Nichts anderes ergibt sich daraus, dass es sich hier um einen Termin zur Vorführung vor den Richter des nächsten Amtsgerichts gemäß § 115a StPO handelte (so zutreffend auch LG Frankfurt am Main, Beschl. v. 22.07.2025 – Az. 5/15 Qs 27/25). Ein „Verhandeln“ liegt nach zutreffender Auffassung zwar dann nicht vor, wenn das Gericht in dem jeweiligen Verfahren über keine eigene Sachentscheidungsbefugnis verfügt und seine Prüfung im Wesentlichen auf formelle Aspekte beschränkt ist (vgl. OLG Frankfurt am Main, Beschl. v. 18.11.2020 – 2 Ws 91/20, NStZ-RR 2021, 128).
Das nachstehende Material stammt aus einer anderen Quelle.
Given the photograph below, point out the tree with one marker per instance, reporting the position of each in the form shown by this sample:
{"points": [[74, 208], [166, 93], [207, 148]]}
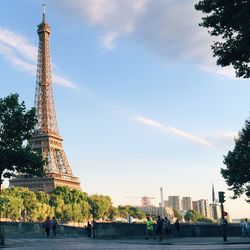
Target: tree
{"points": [[237, 171], [16, 127], [229, 21]]}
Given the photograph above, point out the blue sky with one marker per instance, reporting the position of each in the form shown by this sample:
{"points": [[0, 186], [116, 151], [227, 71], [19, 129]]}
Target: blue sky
{"points": [[140, 101]]}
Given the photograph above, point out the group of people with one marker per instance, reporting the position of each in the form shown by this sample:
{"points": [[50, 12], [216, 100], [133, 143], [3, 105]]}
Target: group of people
{"points": [[50, 224], [162, 228], [245, 228]]}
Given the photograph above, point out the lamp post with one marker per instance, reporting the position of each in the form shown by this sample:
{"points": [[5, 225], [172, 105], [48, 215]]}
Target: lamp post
{"points": [[223, 214]]}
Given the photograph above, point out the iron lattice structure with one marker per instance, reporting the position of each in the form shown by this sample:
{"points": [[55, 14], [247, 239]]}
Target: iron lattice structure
{"points": [[46, 139]]}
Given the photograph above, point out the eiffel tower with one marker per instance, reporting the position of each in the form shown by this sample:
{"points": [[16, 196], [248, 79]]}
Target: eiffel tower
{"points": [[46, 137]]}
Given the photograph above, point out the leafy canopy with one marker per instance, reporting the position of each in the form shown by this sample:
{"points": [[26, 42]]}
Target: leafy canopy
{"points": [[237, 171], [229, 21], [16, 127]]}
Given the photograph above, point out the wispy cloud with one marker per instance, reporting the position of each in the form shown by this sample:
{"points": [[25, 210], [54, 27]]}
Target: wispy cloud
{"points": [[172, 130], [169, 28], [17, 51]]}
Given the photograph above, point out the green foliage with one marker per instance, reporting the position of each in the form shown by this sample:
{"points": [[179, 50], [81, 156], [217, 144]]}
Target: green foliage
{"points": [[229, 21], [237, 171], [16, 127], [100, 205], [64, 203]]}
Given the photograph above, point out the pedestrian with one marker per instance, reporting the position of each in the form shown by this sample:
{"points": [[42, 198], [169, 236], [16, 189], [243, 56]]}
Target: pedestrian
{"points": [[47, 226], [54, 226], [149, 227], [177, 228], [89, 229], [158, 229]]}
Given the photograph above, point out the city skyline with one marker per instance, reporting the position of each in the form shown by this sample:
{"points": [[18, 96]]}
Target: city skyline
{"points": [[140, 104]]}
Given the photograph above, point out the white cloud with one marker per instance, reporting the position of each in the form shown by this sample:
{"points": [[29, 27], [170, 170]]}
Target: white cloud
{"points": [[172, 130], [16, 49], [169, 28]]}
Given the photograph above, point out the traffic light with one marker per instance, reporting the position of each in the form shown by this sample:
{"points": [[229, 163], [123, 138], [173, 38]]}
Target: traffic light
{"points": [[221, 197]]}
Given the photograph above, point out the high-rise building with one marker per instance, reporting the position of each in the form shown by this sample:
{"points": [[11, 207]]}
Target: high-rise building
{"points": [[195, 205], [174, 202], [203, 208], [187, 203], [47, 139]]}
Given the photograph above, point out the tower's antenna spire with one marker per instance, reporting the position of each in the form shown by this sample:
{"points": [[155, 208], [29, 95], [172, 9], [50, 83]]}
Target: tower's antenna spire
{"points": [[43, 13]]}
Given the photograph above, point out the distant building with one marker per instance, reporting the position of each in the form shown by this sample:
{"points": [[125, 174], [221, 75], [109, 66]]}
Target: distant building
{"points": [[187, 203], [203, 208], [215, 213], [195, 206], [152, 210], [174, 202]]}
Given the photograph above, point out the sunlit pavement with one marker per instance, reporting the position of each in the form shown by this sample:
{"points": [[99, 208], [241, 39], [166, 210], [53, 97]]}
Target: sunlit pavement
{"points": [[84, 243]]}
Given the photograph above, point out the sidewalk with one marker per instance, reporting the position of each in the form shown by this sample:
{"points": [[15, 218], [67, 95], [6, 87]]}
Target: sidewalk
{"points": [[189, 241]]}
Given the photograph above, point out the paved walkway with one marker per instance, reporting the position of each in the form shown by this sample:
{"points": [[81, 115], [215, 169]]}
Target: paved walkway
{"points": [[85, 243]]}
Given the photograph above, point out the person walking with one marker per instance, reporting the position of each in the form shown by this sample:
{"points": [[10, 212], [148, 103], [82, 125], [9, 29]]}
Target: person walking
{"points": [[47, 226], [54, 226], [149, 227], [89, 229], [158, 229]]}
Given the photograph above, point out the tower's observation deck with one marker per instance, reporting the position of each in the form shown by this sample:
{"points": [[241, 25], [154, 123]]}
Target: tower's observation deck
{"points": [[46, 138]]}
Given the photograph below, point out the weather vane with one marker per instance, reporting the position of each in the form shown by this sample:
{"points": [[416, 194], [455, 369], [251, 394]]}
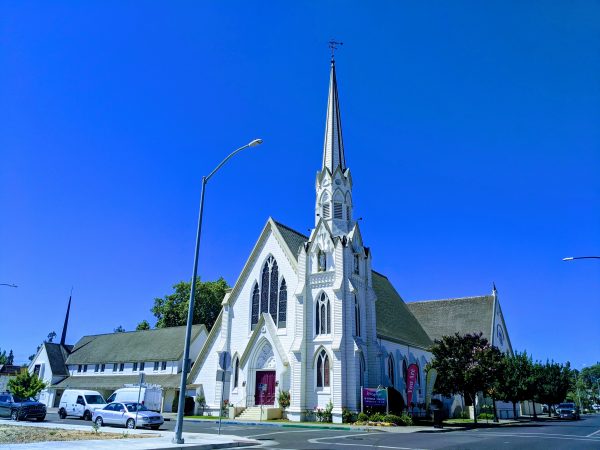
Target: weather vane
{"points": [[333, 45]]}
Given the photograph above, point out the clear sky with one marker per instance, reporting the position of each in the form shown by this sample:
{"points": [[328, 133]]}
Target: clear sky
{"points": [[471, 129]]}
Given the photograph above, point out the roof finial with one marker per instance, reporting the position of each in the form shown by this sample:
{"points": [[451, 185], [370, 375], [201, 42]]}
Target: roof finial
{"points": [[333, 45]]}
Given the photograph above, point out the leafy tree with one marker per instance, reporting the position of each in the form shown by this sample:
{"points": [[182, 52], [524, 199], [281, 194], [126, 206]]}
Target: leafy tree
{"points": [[171, 310], [466, 364], [143, 325], [553, 381], [515, 385], [25, 385]]}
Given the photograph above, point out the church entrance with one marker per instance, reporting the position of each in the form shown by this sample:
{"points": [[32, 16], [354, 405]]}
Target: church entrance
{"points": [[265, 387]]}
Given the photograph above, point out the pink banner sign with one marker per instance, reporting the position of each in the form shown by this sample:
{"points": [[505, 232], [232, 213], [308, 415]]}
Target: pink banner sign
{"points": [[413, 371]]}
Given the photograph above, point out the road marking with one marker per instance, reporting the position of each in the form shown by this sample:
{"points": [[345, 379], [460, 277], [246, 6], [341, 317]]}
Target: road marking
{"points": [[280, 432], [318, 441]]}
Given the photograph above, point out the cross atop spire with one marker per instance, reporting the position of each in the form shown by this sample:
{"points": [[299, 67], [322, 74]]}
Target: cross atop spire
{"points": [[333, 147]]}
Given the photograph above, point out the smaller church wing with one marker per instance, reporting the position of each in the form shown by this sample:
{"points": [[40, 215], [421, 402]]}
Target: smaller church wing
{"points": [[395, 322], [457, 315]]}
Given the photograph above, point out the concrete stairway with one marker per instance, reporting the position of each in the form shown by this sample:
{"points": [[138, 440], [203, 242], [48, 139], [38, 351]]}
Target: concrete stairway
{"points": [[250, 413]]}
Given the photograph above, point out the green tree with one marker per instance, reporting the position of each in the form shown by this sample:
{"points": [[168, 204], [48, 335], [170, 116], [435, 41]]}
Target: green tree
{"points": [[466, 364], [515, 385], [143, 325], [25, 385], [171, 310], [553, 381]]}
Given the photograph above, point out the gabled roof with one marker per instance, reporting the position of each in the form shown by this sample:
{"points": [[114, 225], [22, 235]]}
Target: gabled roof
{"points": [[455, 315], [292, 238], [57, 355], [395, 321], [160, 344]]}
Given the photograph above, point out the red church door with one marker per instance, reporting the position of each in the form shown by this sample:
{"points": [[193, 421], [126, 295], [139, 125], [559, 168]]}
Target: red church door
{"points": [[264, 393]]}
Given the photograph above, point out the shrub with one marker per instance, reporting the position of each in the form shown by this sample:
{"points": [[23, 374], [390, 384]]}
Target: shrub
{"points": [[392, 418], [405, 420], [362, 417], [376, 417], [347, 416]]}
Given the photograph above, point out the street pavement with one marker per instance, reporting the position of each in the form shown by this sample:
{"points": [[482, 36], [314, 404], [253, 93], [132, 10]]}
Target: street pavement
{"points": [[544, 434]]}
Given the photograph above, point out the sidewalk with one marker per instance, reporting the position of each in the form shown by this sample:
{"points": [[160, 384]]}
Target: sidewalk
{"points": [[160, 439]]}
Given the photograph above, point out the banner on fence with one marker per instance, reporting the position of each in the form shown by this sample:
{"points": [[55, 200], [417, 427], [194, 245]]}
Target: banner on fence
{"points": [[413, 371], [374, 397]]}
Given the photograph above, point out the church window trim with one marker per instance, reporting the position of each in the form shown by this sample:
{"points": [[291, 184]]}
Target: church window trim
{"points": [[322, 370], [356, 316], [322, 315]]}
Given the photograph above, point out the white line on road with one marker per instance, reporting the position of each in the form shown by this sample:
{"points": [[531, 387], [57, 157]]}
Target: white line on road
{"points": [[318, 441], [594, 433]]}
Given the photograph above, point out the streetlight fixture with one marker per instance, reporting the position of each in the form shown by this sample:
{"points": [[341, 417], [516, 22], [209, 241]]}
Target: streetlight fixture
{"points": [[571, 258], [178, 439]]}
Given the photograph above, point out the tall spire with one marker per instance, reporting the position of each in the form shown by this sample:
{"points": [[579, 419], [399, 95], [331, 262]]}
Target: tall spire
{"points": [[333, 147], [63, 337]]}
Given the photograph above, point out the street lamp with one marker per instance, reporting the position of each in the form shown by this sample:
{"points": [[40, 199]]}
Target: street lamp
{"points": [[178, 439], [571, 258]]}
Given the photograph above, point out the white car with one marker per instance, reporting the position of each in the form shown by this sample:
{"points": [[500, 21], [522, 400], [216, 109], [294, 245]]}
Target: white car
{"points": [[124, 414]]}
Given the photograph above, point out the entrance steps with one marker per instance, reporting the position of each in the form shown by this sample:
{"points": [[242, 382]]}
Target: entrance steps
{"points": [[256, 413]]}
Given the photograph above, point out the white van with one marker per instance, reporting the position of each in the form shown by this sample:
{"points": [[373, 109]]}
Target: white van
{"points": [[150, 396], [80, 403]]}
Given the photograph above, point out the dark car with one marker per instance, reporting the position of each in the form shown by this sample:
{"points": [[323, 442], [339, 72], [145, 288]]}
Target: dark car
{"points": [[568, 411], [21, 408]]}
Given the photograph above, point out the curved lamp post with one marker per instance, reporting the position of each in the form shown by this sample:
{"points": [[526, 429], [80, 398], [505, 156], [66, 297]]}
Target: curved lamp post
{"points": [[178, 439], [571, 258]]}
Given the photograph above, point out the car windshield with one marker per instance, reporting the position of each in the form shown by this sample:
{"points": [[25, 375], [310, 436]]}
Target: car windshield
{"points": [[133, 407], [94, 400]]}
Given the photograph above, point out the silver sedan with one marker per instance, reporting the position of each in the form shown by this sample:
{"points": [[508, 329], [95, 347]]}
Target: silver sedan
{"points": [[125, 414]]}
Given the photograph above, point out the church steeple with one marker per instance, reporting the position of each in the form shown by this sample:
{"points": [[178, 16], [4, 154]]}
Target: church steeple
{"points": [[334, 182], [333, 146]]}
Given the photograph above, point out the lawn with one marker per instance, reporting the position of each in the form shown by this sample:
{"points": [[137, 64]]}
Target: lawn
{"points": [[23, 435]]}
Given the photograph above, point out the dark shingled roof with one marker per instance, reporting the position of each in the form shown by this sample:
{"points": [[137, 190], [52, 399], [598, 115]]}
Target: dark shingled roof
{"points": [[114, 382], [57, 355], [455, 315], [394, 320], [292, 238], [160, 344]]}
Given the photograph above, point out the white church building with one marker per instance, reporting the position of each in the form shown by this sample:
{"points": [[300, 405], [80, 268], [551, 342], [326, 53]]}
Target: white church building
{"points": [[309, 315]]}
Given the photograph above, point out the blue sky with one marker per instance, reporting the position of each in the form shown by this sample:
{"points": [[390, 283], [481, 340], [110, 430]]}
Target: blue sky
{"points": [[471, 129]]}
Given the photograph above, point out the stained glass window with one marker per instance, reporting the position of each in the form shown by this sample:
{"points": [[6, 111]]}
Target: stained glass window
{"points": [[282, 303]]}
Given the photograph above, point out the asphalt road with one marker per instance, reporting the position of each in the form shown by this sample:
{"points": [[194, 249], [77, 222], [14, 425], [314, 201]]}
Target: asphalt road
{"points": [[543, 435]]}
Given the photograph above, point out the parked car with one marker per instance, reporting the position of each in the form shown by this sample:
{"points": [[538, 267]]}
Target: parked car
{"points": [[124, 414], [568, 411], [21, 408], [80, 403], [150, 397]]}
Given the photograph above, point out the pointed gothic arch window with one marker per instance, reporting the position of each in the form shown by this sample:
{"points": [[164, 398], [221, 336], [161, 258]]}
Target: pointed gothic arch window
{"points": [[255, 304], [323, 370], [269, 294], [391, 375], [356, 317], [323, 315], [282, 304], [236, 372]]}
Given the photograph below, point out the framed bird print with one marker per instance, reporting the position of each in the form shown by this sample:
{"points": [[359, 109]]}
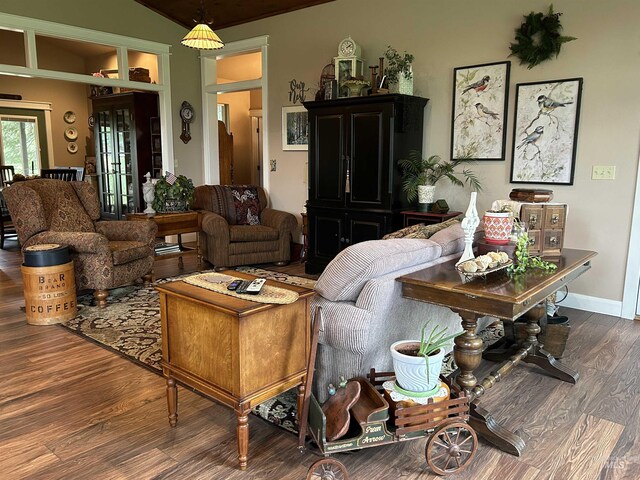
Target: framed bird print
{"points": [[479, 117], [545, 131]]}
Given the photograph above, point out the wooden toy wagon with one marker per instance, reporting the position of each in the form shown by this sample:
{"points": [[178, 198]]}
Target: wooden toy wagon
{"points": [[377, 419]]}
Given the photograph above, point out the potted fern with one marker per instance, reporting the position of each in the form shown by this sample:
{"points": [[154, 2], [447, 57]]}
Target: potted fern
{"points": [[420, 176], [417, 363]]}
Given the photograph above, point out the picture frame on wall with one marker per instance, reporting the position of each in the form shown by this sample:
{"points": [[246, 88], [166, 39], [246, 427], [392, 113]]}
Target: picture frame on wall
{"points": [[545, 131], [295, 128], [479, 113]]}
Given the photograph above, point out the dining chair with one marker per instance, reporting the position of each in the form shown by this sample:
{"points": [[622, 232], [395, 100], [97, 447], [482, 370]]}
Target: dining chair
{"points": [[66, 174]]}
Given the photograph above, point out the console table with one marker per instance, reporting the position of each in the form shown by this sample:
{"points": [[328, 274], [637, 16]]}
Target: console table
{"points": [[176, 224], [236, 351], [506, 298]]}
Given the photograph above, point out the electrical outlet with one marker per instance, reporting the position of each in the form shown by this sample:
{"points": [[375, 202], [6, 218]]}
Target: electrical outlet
{"points": [[603, 172]]}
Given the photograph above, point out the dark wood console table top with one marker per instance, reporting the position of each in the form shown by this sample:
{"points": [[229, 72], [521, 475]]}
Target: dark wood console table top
{"points": [[501, 296]]}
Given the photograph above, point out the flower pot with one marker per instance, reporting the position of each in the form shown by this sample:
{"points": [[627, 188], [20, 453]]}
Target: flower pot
{"points": [[411, 370], [426, 197], [497, 227]]}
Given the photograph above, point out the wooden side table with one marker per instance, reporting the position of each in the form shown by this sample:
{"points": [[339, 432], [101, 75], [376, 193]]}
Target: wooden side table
{"points": [[236, 351], [175, 224], [411, 217]]}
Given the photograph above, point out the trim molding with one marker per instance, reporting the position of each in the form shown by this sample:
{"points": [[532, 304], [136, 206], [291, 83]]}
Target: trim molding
{"points": [[593, 304]]}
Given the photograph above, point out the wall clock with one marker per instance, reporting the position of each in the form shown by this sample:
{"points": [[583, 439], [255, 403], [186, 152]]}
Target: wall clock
{"points": [[69, 116], [71, 133], [348, 64], [186, 115]]}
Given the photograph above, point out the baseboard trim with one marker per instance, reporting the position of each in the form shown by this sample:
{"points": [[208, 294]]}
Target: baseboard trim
{"points": [[593, 304]]}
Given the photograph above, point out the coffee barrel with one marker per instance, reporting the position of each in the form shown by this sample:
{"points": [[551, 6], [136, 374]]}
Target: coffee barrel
{"points": [[49, 284]]}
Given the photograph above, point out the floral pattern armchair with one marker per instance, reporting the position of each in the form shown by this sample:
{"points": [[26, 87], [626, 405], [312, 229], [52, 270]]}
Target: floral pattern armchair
{"points": [[239, 229], [106, 254]]}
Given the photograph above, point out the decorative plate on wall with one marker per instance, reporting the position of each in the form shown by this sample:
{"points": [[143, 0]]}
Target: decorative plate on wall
{"points": [[71, 133], [69, 116]]}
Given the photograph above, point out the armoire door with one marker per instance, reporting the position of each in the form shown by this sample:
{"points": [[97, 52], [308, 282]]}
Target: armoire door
{"points": [[368, 156], [327, 148]]}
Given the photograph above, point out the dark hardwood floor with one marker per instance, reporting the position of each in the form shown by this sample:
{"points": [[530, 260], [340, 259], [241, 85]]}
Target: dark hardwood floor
{"points": [[70, 409]]}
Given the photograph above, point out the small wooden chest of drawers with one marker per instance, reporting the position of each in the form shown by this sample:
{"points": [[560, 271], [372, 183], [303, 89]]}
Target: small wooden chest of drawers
{"points": [[545, 222]]}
In diesem Punkt unterscheidet sich der hiesige Vorführungstermin nach § 115a StPO von dem in der Entscheidung des OLG Frankfurt am Main gegenständlichen Auslieferungsverfahren (zu letzterem instruktiv OLG Frankfurt am Main a.a.O.).
Im Grundsatz ist es zutreffend, dass auch die Entscheidungsbefugnisse des Richters in dem Vorführungstermin vor dem Richter des nächsten Amtsgerichts gem. § 115a StPO auf einen engen Zuständigkeitsrahmen begrenzt sind, weil er keine Aktenkenntnis hat und mit der Sache nicht vertraut ist (vgl. KK-StPO/Graf, 9. Aufl. 2023, StPO § 115a Rn. 4). Insbesondere ist er grundsätzlich auch nicht befugt, selbst den Haftbefehl aufzuheben oder außer Vollzug zu setzen (vgl. OLG Frankfurt a. M. NStZ 1988, 471). Erhebt der Beschuldigte jedoch Einwendungen gegen den Haftbefehl oder gegen den Vollzug, die nicht offensichtlich unbegründet sind, oder hat der Richter Bedenken gegen die Aufrechterhaltung des Haftbefehls, so hat er den zuständigen Richter und die zuständige Staatsanwaltschaft unverzüglich zu unterrichten und eine Entscheidung herbeizuführen (vgl. hierzu BGH, Urt. v. 05.12.1996 – 1 StR 376/96, NJW 1997, 1452). Ausnahmen von der beschränkten Entscheidungskompetenz des Richters am nächsten Amtsgericht werden ferner zugelassen, wenn der Beschuldigte erkennbar haftunfähig ist (LG Frankfurt a. M. StV 1985, 464) oder wenn der Tatverdacht zweifelsfrei nicht besteht und die Aufrechterhaltung des Haftbefehls schlechthin unvertretbar wäre (Meyer-Goßner/Schmitt/Schmitt Rn. 6; Löwe/Rosenberg/Lind Rn. 20; Schröder StV 2005, 241).“
M.E. geht das LG hier zutreffend davon aus, dass auch das Tätigwerden in einem Vorführtermin nach § 115a StPO zur Vernehmungsterminsgebühr führt. Das ist/war, soweit ersichtlich, in veröffentlichten Entscheidungen bisher nicht entschieden. Die vom LG angeführte Entscheidungen KG AGS 2007, 241 und StraFo 2006, 472 betreffen nämlich nicht Vorführtermine nach § 115a StPO, sondern die nach § 115 StPO. Zu Recht nimmt das LG aber an, dass auch diese Termine von Nr. 4102 Nr. 3 VV RVG erfasst werden. Das folgt allein schon aus dem Wortlaut der Vorschrift, der die Anwendung auf diese Termine nicht ausschließt. Etwas anderes folgt auch nicht aus einer (angeblichen) Beschränkung der Entscheidungsbefugnis des Ermittlungsrichters. Denn der kann – wenn auch ggf. in Absprache – mit dem Richter des zuständigen AG über die Fortdauer der Untersuchungshaft entscheiden. Also kann darüber auch „verhandelt“ werden und müssen die entsprechenden Tätigkeiten des (Pflicht)Verteidigers honoriert werden.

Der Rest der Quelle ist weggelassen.